Control and 17 beta-estradiol-primed eels were used to investigate the hormonal requirement of vitellogenesis in an immature fish, the eel. A primary culture of isolated liver cells from female silver eels was developed. The hepatocytes were maintained as monolayers on poly-L-lysine coated dishes for up to 12 days in a defined medium alone or supplemented with 17 beta-estradiol (E2, from 10(-8) to 10(-5) M). The amounts of vitellogenin (Vg) in the cells and secreted into the medium were measured at 2-day intervals using a homologous vitellogenin ELISA. Different E2-priming conditions were determined before hepatocyte isolation (one injection of 250 micrograms of E2 21 days, 17 days, or 24 hr). The vitellogenic response of hepatocytes to E2 stimulation was studied in relation to the duration of the E2-priming. After 8 days of culture, when hepatocytes from control eels were used, Vg was undetectable both in cells and in culture media, even if the culture was performed in the presence of E2 10(-5) M. However, Vg was detectable both in cells and in culture media of hepatocytes from E2-primed eels. If the priming was performed 24 hr before the culture, the Vg synthesis significantly increased (P < 0.001) in the presence of E2 10(-5) M after 10 days of culture but remained low. When the culture was performed 17 or 21 days after the priming, the level of the vitellogenic response was higher than after a short priming. In particular, with hepatocytes from 21-day E2-primed eel, the concentration of secreted Vg was 1.5 times higher than in control dishes (P < 0.01), in the presence of E2 10(-8) M after 12 days of culture. Higher doses of E2 (10(-5) M) increased Vg 2.7-fold over control values (P < 0.01) after 4 days of culture.
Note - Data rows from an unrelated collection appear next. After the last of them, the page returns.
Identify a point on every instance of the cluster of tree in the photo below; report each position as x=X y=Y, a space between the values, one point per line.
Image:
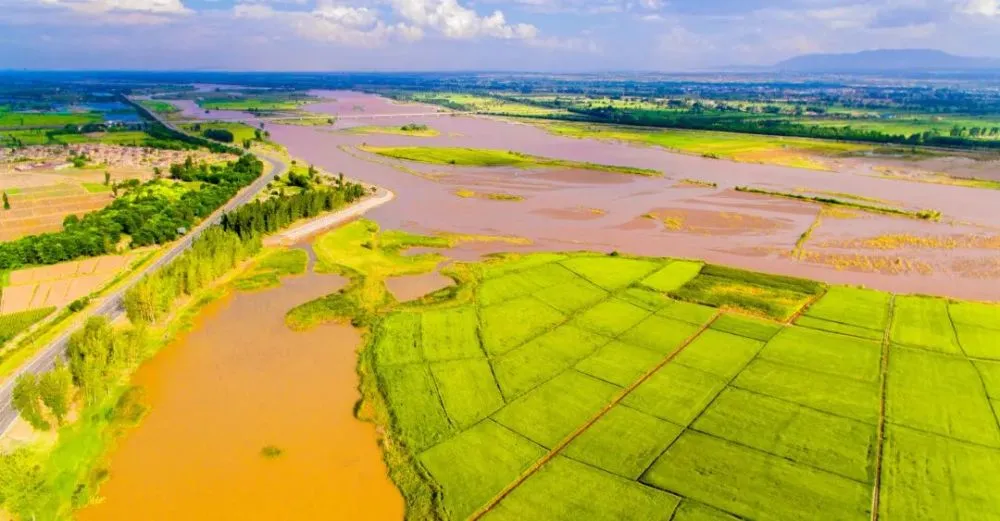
x=263 y=217
x=219 y=134
x=99 y=356
x=148 y=216
x=213 y=254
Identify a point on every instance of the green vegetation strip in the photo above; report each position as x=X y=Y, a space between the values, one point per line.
x=927 y=215
x=13 y=324
x=583 y=386
x=495 y=158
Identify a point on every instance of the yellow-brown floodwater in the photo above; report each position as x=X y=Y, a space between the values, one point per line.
x=240 y=381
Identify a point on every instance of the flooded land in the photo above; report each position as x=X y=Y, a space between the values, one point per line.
x=574 y=210
x=250 y=420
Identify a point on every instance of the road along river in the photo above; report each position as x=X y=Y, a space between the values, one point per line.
x=241 y=381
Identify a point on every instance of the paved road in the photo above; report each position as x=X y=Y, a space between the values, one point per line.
x=111 y=306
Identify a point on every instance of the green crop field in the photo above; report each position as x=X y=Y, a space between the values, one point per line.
x=161 y=107
x=493 y=158
x=13 y=323
x=47 y=119
x=585 y=386
x=749 y=148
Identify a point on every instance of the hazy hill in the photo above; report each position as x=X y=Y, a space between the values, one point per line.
x=886 y=60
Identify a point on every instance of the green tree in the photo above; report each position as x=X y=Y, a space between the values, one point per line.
x=55 y=387
x=25 y=397
x=90 y=353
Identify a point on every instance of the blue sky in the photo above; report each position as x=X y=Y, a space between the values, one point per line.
x=555 y=35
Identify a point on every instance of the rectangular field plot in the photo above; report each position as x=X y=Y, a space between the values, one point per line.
x=840 y=396
x=857 y=307
x=477 y=464
x=619 y=363
x=979 y=342
x=990 y=371
x=467 y=390
x=672 y=276
x=975 y=314
x=749 y=327
x=721 y=354
x=659 y=334
x=512 y=262
x=688 y=312
x=543 y=358
x=755 y=485
x=508 y=325
x=548 y=275
x=823 y=352
x=675 y=393
x=611 y=317
x=610 y=272
x=556 y=408
x=565 y=490
x=757 y=293
x=646 y=299
x=694 y=511
x=940 y=394
x=837 y=327
x=824 y=441
x=624 y=441
x=502 y=289
x=923 y=322
x=929 y=478
x=449 y=334
x=415 y=405
x=398 y=340
x=572 y=296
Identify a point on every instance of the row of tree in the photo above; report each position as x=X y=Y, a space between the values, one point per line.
x=146 y=213
x=774 y=127
x=263 y=217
In control dishes, cultured without steroid, the amounts of secreted and intracellular Vg remained unchanged over 12 days of culture (respectively, 72.8 +/- 2.7 ng/10(6) cells/48 hr and 28.7 +/- 2.7 ng/10(6) cells). These results show that cultured hepatocytes retain their functional capacity by synthesizing a specific protein, Vg, in the presence of E2 and there are dose- and time-related effects of E2 on in vitro Vg synthesis. The induction of hepatic vitellogenesis in vitro requires a preliminary in vivo E2-priming.